How do I store leftover Best-Of-Healthy Quinoa Salad?
Cool to room temperature within 2 hours, then store in an airtight container in the fridge for up to 4 days. Reheat covered in a 350°F oven for 10-12 minutes, or microwave at 70% power in 60-second bursts to keep uncooked quinoa from drying out.
Can I substitute ingredients in Best-Of-Healthy Quinoa Salad?
Yes — most ingredients in this recipe have flexible swaps. For oil, use any neutral high-smoke-point oil (avocado, grapeseed, refined coconut). For aromatics, dried herbs at ⅓ the volume of fresh work in a pinch. The full ingredient list is shoppable on Instacart so you can see substitutes in real time.
How do I scale Best-Of-Healthy Quinoa Salad for a different number of people?
The recipe is written for 4 servings. Multiply each ingredient by (your serving target / 4). Cook time stays roughly the same up to 2x; for 3-4x batches, switch from a skillet to a sheet pan or stockpot so the food isn't crowded — overcrowding steams instead of browns.

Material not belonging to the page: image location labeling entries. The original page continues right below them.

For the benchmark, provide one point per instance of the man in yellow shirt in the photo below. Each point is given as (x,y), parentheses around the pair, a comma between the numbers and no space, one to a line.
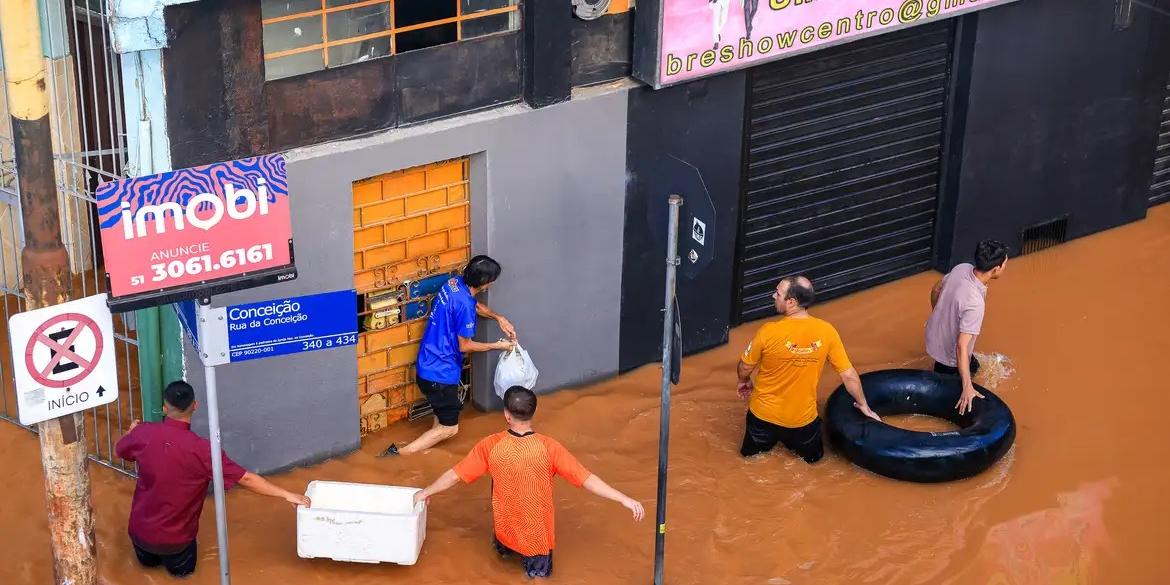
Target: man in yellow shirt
(790,355)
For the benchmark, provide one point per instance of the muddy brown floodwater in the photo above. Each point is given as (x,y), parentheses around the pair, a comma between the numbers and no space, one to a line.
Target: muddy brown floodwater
(1079,500)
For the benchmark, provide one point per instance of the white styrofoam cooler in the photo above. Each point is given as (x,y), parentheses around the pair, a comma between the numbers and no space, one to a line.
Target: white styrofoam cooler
(360,523)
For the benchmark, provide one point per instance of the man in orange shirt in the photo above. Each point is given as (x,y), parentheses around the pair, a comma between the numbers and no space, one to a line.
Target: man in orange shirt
(790,355)
(522,465)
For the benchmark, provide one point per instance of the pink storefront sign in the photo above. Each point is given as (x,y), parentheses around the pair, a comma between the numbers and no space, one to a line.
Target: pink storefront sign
(683,40)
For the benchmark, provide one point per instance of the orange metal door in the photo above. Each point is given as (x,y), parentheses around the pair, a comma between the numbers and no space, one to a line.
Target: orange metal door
(407,225)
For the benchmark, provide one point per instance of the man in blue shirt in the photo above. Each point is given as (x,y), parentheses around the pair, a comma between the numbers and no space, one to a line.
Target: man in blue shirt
(448,336)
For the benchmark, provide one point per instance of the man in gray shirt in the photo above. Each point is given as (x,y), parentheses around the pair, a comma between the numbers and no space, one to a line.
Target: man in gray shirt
(958,302)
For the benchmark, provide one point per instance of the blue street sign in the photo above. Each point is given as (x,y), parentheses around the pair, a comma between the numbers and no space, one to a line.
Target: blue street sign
(273,328)
(291,325)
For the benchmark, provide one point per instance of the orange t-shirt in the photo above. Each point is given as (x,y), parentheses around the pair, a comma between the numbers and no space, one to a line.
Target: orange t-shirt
(791,353)
(522,469)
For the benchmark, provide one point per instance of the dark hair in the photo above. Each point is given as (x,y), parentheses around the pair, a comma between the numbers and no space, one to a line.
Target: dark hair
(520,403)
(989,254)
(179,394)
(481,270)
(800,290)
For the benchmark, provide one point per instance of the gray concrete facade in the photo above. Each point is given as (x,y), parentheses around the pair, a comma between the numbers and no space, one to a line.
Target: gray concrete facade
(548,200)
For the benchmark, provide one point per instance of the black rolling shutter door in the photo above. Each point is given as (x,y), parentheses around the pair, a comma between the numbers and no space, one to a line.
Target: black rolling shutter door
(842,163)
(1160,187)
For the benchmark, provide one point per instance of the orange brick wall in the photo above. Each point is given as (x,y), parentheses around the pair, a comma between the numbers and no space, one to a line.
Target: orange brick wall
(407,225)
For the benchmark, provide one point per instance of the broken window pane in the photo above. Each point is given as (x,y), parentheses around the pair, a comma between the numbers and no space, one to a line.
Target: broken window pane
(291,34)
(486,26)
(472,6)
(358,22)
(358,52)
(273,8)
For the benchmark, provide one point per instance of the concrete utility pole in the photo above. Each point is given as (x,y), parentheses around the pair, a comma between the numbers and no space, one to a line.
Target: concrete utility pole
(47,282)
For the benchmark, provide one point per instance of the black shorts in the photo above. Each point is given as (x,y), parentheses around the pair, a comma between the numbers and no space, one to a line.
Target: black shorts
(761,436)
(538,565)
(179,564)
(444,400)
(943,369)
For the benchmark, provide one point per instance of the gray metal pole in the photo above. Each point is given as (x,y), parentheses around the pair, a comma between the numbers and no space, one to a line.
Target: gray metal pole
(672,263)
(217,460)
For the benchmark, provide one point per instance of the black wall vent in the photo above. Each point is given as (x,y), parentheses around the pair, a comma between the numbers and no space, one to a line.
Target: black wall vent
(1044,235)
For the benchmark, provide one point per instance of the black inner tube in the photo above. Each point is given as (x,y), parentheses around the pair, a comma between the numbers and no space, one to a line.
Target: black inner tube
(985,434)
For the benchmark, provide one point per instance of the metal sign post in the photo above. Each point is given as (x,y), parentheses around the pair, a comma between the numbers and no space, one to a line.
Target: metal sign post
(204,311)
(672,263)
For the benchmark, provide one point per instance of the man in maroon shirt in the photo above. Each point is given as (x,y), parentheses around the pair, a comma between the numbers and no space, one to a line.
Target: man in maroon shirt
(174,469)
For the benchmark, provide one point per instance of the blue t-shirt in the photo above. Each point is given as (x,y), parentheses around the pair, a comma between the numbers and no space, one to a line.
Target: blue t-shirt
(452,316)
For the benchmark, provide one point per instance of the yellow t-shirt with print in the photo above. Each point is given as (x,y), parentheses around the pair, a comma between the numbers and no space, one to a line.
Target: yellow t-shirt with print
(791,355)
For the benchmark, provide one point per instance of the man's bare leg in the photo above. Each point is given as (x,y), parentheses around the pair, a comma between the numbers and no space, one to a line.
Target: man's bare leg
(434,435)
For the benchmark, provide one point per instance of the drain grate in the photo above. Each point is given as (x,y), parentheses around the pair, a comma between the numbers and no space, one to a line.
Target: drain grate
(1044,235)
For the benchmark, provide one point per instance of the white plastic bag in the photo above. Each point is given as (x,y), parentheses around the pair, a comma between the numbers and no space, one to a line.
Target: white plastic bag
(515,369)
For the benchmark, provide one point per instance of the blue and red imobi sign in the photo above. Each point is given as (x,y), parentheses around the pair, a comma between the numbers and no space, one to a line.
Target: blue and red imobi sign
(195,232)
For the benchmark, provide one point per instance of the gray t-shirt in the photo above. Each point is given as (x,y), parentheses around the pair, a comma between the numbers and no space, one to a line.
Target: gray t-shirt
(959,310)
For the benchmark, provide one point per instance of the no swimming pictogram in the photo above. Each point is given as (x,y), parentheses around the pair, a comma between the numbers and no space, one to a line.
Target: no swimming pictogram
(63,358)
(66,364)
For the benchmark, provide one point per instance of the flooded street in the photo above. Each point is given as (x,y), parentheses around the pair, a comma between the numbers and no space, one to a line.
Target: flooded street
(1079,500)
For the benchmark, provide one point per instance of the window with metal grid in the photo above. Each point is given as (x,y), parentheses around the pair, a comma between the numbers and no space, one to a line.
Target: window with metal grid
(309,35)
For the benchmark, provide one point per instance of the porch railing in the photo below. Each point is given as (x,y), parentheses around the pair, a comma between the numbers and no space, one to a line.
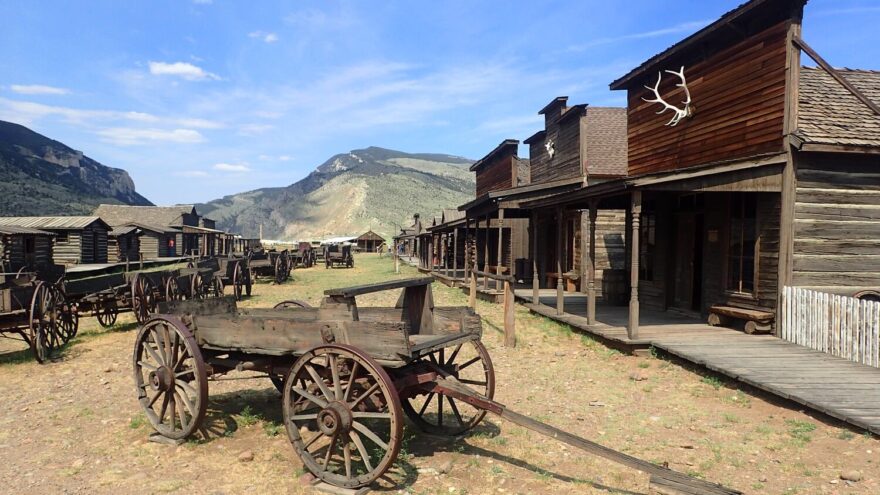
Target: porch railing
(842,326)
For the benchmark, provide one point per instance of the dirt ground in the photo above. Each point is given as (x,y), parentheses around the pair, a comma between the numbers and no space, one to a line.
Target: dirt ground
(74,425)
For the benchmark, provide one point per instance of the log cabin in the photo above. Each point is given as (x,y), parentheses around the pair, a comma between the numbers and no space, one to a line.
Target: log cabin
(188,233)
(746,173)
(23,247)
(76,240)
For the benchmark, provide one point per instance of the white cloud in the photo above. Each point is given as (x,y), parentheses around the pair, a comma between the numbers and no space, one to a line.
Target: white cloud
(267,37)
(37,89)
(232,167)
(191,173)
(183,70)
(254,129)
(127,136)
(685,27)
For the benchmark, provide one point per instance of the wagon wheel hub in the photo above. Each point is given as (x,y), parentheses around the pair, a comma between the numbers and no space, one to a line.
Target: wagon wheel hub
(162,379)
(335,418)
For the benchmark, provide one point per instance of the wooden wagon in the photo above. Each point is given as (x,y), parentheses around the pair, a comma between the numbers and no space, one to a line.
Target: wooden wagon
(34,309)
(272,264)
(348,376)
(338,255)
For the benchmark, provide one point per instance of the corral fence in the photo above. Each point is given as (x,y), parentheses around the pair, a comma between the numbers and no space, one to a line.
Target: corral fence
(842,326)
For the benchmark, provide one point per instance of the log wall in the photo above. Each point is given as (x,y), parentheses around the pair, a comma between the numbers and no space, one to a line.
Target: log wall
(837,223)
(738,97)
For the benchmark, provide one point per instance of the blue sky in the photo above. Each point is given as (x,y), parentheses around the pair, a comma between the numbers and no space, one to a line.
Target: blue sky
(240,95)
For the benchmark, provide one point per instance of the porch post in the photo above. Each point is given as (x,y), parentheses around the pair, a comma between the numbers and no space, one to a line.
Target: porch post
(486,254)
(455,253)
(591,267)
(536,278)
(498,265)
(560,288)
(632,328)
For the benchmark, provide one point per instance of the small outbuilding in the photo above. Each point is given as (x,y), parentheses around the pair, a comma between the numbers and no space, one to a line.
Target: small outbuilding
(24,247)
(78,240)
(369,241)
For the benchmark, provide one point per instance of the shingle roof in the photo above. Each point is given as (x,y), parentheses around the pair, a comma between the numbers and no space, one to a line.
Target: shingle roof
(829,114)
(51,223)
(150,215)
(606,141)
(13,229)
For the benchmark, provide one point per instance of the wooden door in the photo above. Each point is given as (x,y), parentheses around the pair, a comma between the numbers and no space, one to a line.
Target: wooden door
(684,262)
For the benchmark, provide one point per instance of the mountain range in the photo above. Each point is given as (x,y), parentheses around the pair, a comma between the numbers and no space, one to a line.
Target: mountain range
(40,176)
(373,188)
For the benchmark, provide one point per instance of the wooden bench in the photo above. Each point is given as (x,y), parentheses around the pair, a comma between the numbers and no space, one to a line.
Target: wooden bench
(757,321)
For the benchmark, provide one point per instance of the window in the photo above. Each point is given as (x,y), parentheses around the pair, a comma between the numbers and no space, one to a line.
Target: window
(742,244)
(647,244)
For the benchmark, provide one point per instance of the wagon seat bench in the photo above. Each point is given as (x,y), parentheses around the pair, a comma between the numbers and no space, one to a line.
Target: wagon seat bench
(350,374)
(756,321)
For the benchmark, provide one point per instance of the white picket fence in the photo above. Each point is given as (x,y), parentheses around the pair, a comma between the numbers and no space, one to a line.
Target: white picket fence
(838,325)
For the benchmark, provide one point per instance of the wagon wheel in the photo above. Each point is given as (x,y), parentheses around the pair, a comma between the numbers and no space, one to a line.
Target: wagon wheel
(342,415)
(170,377)
(216,289)
(67,319)
(42,335)
(279,270)
(172,290)
(107,314)
(237,282)
(438,414)
(292,303)
(143,299)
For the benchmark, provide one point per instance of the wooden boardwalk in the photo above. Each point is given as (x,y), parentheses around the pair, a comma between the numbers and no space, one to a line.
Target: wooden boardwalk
(839,388)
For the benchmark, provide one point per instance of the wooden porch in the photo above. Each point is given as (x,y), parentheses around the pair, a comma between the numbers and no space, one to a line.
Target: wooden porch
(834,386)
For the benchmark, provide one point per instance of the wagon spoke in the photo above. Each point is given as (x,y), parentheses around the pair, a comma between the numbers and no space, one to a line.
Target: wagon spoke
(366,394)
(337,384)
(320,383)
(330,449)
(468,363)
(346,454)
(455,411)
(351,379)
(454,354)
(359,444)
(369,434)
(320,402)
(426,404)
(370,415)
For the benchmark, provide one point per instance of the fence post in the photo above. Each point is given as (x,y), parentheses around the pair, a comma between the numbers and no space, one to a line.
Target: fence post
(472,296)
(509,320)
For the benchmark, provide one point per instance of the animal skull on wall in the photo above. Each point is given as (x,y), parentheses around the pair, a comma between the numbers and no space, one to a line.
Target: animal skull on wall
(550,146)
(680,113)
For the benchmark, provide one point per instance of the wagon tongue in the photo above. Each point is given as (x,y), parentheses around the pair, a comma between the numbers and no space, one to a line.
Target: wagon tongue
(660,477)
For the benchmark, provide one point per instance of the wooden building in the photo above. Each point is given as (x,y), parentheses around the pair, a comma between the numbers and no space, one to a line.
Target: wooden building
(77,240)
(187,233)
(369,241)
(757,175)
(23,247)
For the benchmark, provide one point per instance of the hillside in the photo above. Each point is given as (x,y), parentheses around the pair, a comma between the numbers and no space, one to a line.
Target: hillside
(40,176)
(373,188)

Is Best-Of-Healthy Quinoa Salad vegan?
Yes — this recipe is tagged vegan based on its ingredient list. Always cross-check labels for packaged ingredients (sauces, broths, condiments) since formulations vary by brand.
What others are saying
- ★★★★★
Swapped butter for olive oil to keep it lighter. Still delicious.
- ★★★★☆
Almost perfect — just needed a squeeze of lemon at the end.
- ★★★★☆
Very good for a 25-minute recipe. Would bump up the spice level though.